Amazona there is a difference between taking a short cut to the Moral High Ground and actually looking out from the Moral High Ground. I’ll give you this point you are absolutely right that it is as simple as voting for Progressive or Liberal candidates to get your moral superiority biscuit. As a group Progressives do stand for good things. Being against poverty, torture, corruption, misogyny, bigotry, abuse aren’t simply things that Progressives are against though. Conservatives are also against many of these societal scourges.
This is where things get confusing and clearly why conservatives are tripped up and find themselves unpopular both electorally and in general. Progressives don’t require a purity test, a loyalty test, or a religious affiliation to walk into our tent. Conservatives with their messages about tax rates being too high should, on that issue alone, have had a way in to the minds of the moderates and independents out there but for some reason they have a social agenda that is more important to them than the economic agenda.
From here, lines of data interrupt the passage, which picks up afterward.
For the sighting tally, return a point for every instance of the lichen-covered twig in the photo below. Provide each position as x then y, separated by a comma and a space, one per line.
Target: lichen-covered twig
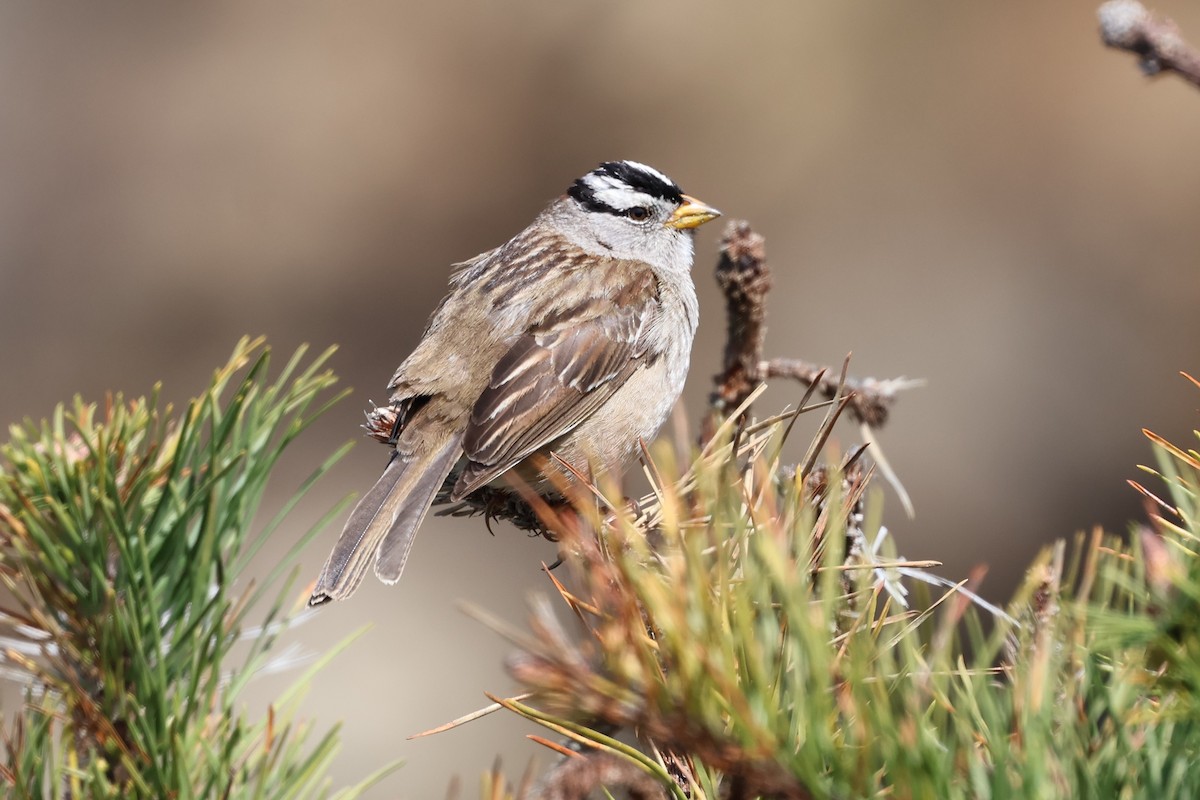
744, 278
1128, 25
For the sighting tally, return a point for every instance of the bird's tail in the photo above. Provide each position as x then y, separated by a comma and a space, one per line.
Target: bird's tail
383, 524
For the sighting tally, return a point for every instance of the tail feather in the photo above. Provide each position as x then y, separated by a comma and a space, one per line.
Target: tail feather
383, 524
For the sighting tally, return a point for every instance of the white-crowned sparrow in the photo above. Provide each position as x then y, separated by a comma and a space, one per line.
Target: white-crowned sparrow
571, 338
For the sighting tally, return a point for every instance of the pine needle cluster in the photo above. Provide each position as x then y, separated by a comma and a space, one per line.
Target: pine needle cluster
741, 626
125, 537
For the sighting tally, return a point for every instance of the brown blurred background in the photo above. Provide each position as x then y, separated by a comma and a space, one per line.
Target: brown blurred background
978, 194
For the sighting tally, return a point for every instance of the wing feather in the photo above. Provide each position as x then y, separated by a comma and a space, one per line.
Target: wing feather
556, 376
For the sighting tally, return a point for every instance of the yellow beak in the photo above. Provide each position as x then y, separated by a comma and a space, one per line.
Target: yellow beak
691, 214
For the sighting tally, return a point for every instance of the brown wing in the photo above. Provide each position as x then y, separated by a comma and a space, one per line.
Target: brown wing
555, 377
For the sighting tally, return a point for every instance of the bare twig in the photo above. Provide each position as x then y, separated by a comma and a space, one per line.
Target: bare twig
744, 278
1128, 25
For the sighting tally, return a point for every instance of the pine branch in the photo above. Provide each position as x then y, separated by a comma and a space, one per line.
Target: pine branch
125, 534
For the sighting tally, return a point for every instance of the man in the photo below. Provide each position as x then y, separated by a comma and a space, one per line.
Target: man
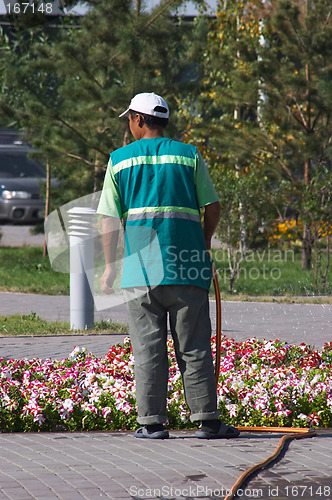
157, 186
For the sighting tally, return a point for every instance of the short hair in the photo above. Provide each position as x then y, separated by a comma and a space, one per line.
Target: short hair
152, 121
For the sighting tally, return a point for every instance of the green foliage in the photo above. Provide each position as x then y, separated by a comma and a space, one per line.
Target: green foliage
66, 86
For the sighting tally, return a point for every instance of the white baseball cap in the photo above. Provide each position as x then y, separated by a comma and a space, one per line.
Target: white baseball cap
147, 103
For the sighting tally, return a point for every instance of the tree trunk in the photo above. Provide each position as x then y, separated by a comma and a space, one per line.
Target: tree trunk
47, 200
306, 237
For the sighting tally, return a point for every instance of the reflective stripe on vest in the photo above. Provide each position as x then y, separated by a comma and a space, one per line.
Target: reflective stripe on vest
144, 213
154, 160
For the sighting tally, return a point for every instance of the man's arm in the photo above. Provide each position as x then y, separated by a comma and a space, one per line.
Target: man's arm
110, 227
211, 219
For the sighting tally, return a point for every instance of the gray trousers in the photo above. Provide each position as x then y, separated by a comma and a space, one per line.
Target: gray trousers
188, 310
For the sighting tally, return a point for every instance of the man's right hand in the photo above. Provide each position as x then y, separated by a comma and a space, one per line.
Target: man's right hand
107, 279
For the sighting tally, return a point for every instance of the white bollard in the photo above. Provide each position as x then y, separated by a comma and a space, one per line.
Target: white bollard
82, 231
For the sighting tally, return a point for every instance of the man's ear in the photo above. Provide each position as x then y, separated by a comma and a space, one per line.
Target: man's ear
140, 121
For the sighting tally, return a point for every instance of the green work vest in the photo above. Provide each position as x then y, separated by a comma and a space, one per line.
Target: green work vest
164, 240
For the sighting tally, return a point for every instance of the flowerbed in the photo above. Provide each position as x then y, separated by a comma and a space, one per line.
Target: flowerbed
260, 383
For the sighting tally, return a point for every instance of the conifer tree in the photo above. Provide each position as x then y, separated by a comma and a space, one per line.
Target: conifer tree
67, 85
265, 108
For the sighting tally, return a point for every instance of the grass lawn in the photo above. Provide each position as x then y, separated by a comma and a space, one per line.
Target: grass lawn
271, 273
31, 324
24, 269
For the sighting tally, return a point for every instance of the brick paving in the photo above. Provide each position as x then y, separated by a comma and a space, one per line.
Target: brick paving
115, 465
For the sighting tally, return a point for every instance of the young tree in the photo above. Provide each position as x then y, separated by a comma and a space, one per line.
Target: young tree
295, 71
265, 104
Issues like same sex marriage, abortion and immigration are where conservatives fail simply because their tent is not as inclusive. I’m not going to be so closed minded as to say that this is because of some grand bigoted conspiracy but it is what it is. Conservatives offer little to blacks, Latinos, members of the LGBTQ community, single mothers or the non religious. The coalition that has been built by conservatives since the fall of Nixon of working class whites in the rural West and South and a few upper middle class and wealthy whites who have an agenda driven by heredity and inheritance. This coalition had a majority during the Reagan era and had the Moral High Ground in the dying age of the Cold War. This coalition drove America forward to a conservative vision that likely thought that with political power would come the power to change society; to pull it back from the brink. At this point in Reagan’s second term no one would have imagined that 18 states and the District of Columbia would recognize the marriage rights of same sex couples.
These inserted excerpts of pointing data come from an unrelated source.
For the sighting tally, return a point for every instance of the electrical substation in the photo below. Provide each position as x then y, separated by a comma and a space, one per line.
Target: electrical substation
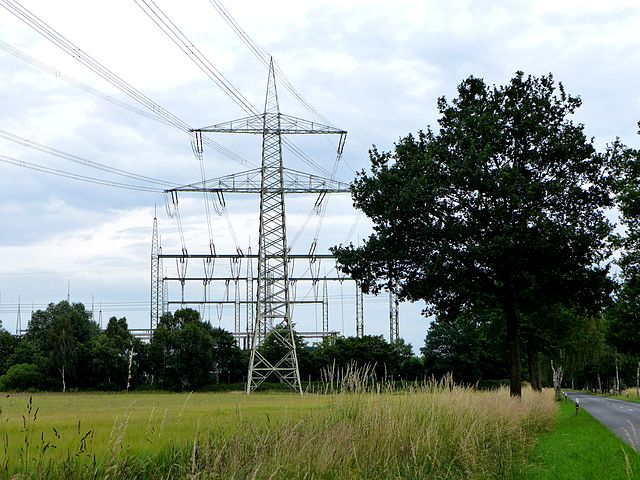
263, 285
255, 293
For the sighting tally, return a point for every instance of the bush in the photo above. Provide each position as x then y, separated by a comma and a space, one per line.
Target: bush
21, 377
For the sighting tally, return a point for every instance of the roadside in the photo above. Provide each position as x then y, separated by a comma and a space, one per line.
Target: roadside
581, 448
619, 416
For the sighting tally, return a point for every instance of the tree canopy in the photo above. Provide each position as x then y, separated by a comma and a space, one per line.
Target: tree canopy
502, 207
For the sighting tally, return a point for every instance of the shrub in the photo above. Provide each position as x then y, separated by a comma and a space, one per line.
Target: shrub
21, 377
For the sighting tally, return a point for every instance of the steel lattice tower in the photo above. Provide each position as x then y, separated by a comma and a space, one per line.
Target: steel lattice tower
157, 307
273, 311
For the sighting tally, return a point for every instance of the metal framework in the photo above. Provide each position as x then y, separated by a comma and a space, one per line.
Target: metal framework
359, 311
157, 285
270, 293
394, 322
273, 315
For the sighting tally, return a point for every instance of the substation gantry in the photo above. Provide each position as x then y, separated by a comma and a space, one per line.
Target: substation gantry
269, 314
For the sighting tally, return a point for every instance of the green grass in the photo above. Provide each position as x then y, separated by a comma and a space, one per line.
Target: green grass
581, 448
431, 431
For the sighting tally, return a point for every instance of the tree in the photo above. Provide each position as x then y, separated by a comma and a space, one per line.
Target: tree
227, 356
57, 336
109, 352
373, 351
8, 345
181, 350
623, 318
466, 347
501, 208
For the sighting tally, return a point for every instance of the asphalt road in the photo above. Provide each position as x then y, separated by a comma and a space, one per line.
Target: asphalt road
622, 418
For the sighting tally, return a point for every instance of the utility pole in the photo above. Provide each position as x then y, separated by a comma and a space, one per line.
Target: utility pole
156, 276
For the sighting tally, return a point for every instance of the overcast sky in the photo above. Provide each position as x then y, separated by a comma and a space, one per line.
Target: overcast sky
373, 68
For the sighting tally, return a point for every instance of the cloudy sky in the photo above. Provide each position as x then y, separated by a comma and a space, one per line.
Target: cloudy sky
373, 68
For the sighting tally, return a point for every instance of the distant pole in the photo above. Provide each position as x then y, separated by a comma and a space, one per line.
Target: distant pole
18, 320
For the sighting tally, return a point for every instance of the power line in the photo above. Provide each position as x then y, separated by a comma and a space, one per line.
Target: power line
197, 57
75, 176
81, 161
92, 64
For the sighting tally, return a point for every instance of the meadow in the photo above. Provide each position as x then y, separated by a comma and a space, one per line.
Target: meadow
436, 430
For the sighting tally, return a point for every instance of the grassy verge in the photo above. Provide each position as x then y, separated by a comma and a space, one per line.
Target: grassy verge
432, 431
581, 448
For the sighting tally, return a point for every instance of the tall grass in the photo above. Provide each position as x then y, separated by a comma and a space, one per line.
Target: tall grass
363, 430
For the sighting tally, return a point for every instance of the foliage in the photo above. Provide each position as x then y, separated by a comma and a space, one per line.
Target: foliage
466, 347
503, 208
388, 360
56, 337
21, 377
581, 447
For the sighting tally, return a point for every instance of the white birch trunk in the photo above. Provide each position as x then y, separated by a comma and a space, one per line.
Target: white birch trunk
557, 380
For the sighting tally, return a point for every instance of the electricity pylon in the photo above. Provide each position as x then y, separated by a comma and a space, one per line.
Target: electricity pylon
273, 300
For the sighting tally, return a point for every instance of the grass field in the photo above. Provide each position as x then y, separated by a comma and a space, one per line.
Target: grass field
581, 448
435, 431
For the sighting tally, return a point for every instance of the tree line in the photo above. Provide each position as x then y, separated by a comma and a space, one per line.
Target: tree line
64, 349
501, 221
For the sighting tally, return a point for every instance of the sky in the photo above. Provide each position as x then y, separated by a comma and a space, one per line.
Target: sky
373, 68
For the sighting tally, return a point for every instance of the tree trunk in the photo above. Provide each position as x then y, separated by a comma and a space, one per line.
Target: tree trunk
557, 380
617, 385
534, 365
513, 327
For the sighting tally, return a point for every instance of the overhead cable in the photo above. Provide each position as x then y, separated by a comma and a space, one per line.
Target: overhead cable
67, 46
76, 176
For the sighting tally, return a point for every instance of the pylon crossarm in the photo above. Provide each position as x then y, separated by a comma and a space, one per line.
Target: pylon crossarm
250, 182
287, 125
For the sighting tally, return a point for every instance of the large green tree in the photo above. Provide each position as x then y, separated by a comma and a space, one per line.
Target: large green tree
181, 351
58, 337
623, 318
502, 207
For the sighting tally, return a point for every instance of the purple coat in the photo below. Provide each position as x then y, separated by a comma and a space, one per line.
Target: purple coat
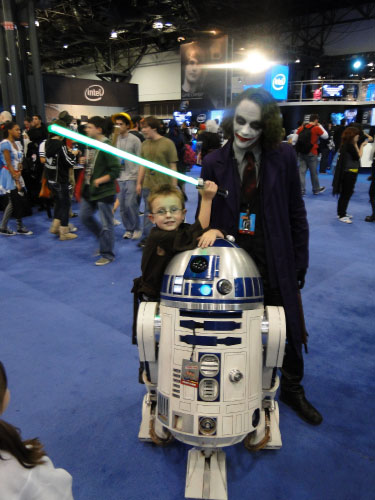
284, 217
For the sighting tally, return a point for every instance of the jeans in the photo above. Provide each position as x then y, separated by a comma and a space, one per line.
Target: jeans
61, 201
347, 189
129, 209
309, 162
103, 230
147, 224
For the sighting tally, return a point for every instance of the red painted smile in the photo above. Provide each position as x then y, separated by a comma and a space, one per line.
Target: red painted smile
243, 139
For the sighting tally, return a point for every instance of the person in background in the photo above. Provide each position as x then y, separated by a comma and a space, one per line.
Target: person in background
162, 151
177, 137
136, 130
26, 473
127, 197
347, 171
11, 181
210, 138
58, 163
325, 149
337, 133
98, 191
309, 160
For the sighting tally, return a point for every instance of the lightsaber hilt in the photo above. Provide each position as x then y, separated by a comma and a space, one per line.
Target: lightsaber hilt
220, 191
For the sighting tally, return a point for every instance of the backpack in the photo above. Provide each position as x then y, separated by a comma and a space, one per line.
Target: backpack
303, 144
190, 157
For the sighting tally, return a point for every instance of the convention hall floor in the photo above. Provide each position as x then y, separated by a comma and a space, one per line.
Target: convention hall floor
66, 343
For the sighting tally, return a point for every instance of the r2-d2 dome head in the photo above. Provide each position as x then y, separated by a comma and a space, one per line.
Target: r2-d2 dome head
222, 277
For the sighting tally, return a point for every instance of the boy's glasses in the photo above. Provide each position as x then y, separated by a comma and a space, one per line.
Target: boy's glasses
163, 211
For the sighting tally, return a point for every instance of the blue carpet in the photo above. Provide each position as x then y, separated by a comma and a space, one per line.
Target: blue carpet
66, 343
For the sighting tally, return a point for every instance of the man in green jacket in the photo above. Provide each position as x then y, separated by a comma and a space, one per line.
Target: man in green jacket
99, 191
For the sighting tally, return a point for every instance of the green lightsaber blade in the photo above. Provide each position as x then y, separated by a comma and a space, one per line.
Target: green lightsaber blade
107, 148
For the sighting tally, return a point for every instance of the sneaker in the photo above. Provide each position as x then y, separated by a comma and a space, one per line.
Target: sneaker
102, 261
136, 235
7, 232
346, 219
321, 190
23, 230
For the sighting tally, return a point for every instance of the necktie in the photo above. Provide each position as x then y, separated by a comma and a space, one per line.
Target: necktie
249, 179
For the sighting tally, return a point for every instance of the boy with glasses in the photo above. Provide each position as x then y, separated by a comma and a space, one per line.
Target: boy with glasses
172, 235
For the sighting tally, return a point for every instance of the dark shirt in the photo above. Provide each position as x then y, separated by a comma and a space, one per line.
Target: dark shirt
168, 243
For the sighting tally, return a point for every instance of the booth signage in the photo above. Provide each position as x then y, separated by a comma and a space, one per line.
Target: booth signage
276, 81
76, 91
94, 93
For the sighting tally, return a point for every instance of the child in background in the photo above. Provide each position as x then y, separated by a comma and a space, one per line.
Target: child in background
26, 473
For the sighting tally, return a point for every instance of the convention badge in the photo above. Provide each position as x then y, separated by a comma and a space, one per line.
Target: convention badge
190, 373
246, 223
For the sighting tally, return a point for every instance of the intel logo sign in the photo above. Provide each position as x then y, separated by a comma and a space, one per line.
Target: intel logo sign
279, 82
94, 93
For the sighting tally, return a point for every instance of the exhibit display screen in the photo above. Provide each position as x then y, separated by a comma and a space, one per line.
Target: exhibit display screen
332, 90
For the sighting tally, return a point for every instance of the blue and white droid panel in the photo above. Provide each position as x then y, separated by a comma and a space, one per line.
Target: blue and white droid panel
222, 277
210, 368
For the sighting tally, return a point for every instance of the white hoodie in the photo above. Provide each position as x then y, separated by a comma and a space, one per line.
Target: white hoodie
43, 482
And yet, thirty years later, here you are in an America that seems nearly alien to you. Looking up at people like me who are standing on top of the mountain of Morality. What happened? Is the question most of you are asking and that is the smartest question you can ask and it has an easy answer. Three decades ago, the Greatest Generation were the electoral force in America. They were more conservative than even you Amazona having never dabbled in the experimentation of the 1960s and 1970s with Liberalism as you have said you did. These men and women who were adults in the 1940s and 1950s were around your age now in the 1980s and Reagan was an ultimate relief to them. Hey were afraid the Greatest were that all of their hard work to secure freedom and liberty for the coming generations of THEIR CHILDREN was going to wasted by the creeping Socialism, Diversity and Depravity that they saw in Liberalism.
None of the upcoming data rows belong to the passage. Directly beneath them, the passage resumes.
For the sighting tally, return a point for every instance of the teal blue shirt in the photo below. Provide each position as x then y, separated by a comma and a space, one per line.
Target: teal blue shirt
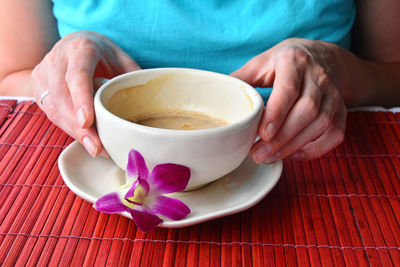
216, 35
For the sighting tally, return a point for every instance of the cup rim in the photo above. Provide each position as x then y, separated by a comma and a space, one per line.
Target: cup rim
255, 97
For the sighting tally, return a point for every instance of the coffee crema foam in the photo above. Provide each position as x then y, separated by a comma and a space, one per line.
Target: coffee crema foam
180, 120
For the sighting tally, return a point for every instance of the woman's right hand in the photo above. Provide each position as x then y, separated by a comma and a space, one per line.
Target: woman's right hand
67, 72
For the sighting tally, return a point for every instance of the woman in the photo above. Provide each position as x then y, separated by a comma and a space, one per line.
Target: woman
52, 50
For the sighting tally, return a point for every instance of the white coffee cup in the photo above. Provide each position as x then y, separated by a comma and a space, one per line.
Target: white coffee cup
209, 153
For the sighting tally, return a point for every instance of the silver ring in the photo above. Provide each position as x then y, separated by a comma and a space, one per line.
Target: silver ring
43, 96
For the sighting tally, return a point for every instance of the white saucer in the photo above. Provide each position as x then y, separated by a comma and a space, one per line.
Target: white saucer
91, 178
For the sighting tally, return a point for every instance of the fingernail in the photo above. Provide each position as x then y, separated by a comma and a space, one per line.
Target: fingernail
80, 114
297, 156
104, 154
89, 145
273, 158
262, 152
270, 130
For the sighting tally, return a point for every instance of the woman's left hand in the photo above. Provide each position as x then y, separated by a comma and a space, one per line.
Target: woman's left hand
305, 115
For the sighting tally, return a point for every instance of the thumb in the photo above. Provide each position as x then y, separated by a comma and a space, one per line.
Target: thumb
258, 72
126, 63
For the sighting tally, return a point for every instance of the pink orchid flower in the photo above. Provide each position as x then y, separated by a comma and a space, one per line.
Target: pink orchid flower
143, 193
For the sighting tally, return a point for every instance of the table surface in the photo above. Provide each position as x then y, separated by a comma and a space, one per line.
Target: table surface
340, 209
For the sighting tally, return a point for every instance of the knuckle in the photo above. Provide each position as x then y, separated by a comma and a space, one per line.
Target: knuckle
81, 42
295, 53
324, 121
323, 76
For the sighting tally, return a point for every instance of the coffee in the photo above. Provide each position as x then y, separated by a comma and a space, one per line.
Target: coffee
181, 120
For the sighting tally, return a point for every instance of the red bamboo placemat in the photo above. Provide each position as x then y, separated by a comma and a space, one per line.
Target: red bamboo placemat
341, 209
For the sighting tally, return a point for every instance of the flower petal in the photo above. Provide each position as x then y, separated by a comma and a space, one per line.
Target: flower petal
171, 208
136, 166
168, 178
139, 182
110, 203
144, 219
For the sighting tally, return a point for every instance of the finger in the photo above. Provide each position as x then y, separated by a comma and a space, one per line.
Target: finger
257, 72
79, 78
287, 85
311, 132
259, 149
64, 117
330, 139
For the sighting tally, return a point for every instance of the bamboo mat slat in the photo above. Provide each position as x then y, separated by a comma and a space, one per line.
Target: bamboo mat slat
341, 209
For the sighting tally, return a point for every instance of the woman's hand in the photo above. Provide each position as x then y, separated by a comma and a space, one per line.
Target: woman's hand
67, 72
305, 115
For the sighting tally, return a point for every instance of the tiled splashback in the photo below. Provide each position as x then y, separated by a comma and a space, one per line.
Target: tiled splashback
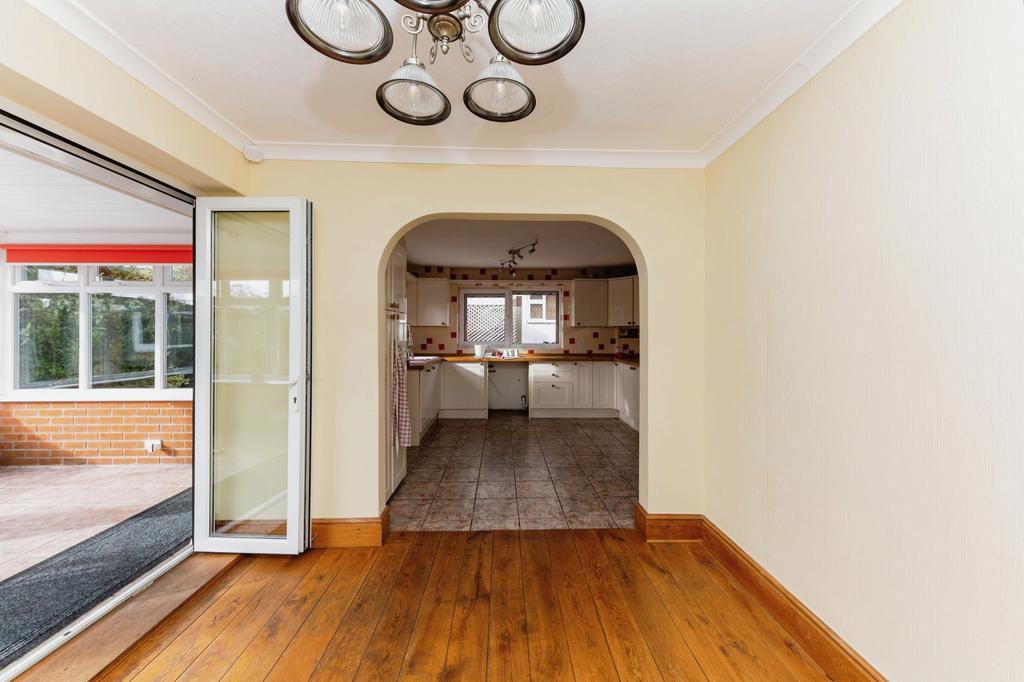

The answer is obvious what happened. Those from the Greatest Generation had children, the Baby Boomers, and those Boomers had children in the 1970s. Those Generation X children had children Generation Y, or the Millenials. Being born now to the Generation Y women are the Digital Natives of the information age or Gen Z kids. The easy answer to the question of what happened to fear of authoritarian religious, political or corporate power is the last generation that never questioned them has nearly died entirely and has been replaced with an ever more questioning set of grandchildren.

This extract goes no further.